Si tu punto de invalidación está 5 ticks puedes participar con 4 contratos. 5 ticks a 10$ el tick son 50$. 200$ de riesgo máximo dividido entre 50$ te da 4.

Limita tu riesgo y respeta tus límites.

30. Entiende lo que sucede en el mercado

Siempre me ha gustado saber el porqué de las cosas y tal vez por este motivo no me han interesado mucho los indicadores y nada de nada las cajas negras. Que una señal en mi monitor me diga que “tengo entrada larga” sin más no me hace sentir cómodo. Llámame “tikismikis”.

En cambio, dotar de sentido a la acción del precio, poder contar la historia de lo que está sucediendo desde el punto de vista de sus participantes es algo que encuentro muy interesante. Comprender quién está contra las cuerdas y en qué punto deberá soltar su mano, o quién necesita que aparezca oferta para poder tomar posiciones, o a qué responden los aparentemente aleatorios movimientos del precio, es algo fascinante.

Dotar de sentido a lo que sucede en la pantalla es como leer un libro interactivo de aventuras, es como seguir el desarrollo de un thriller en el que puedes participar al lado del protagonista.

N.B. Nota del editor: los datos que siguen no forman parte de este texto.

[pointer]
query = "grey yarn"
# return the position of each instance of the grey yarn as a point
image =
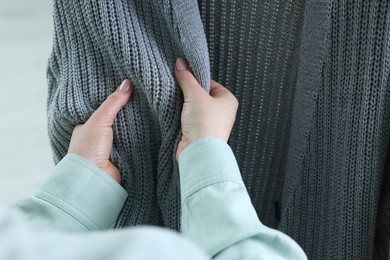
(312, 131)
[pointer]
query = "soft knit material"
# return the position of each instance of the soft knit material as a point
(312, 130)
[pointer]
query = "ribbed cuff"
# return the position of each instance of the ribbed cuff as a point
(206, 161)
(84, 191)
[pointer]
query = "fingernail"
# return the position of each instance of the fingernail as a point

Si entendemos qué sucede ganas confianza, reduces la dudas y la confusión, dejas de ir a ciegas, ya no “pruebas a ver qué tal”, ya no “adivinas”, te limitas a leer, esta letra va con esta otra y esa más para formar una palabra, que junto a la palabra anterior y a la de más allá tienen un sentido muy claro: vende, o compra, o añade a tus largos, o toma parciales, o gira.

Entender lo que está sucediendo es más sencillo si comprendes las limitantes de los distintos tipos de participantes: que “necesitan hacer los traders institucionales para participar, qué necesitas hacer tú para no arruinarte, qué métodos están al alcance de los institucionales y qué métodos están a tu alcance.

Una pista: los institucionales necesitan “crear oferta y demanda” para participar. Tú necesitas acotar tu riesgo para no arruinarte. Mover el precio en determinada dirección, participar sin stops y con estrategias de cobertura, aprovechar la inteligencia artificial, disponer de recursos casi ilimitados, de información privilegiada, o estar constreñidos dentro de una estructura muy férrea, son métodos al alcance de los traders institucionales. Entender lo que sucede en el mercado es algo que te es dado desarrollar a ti.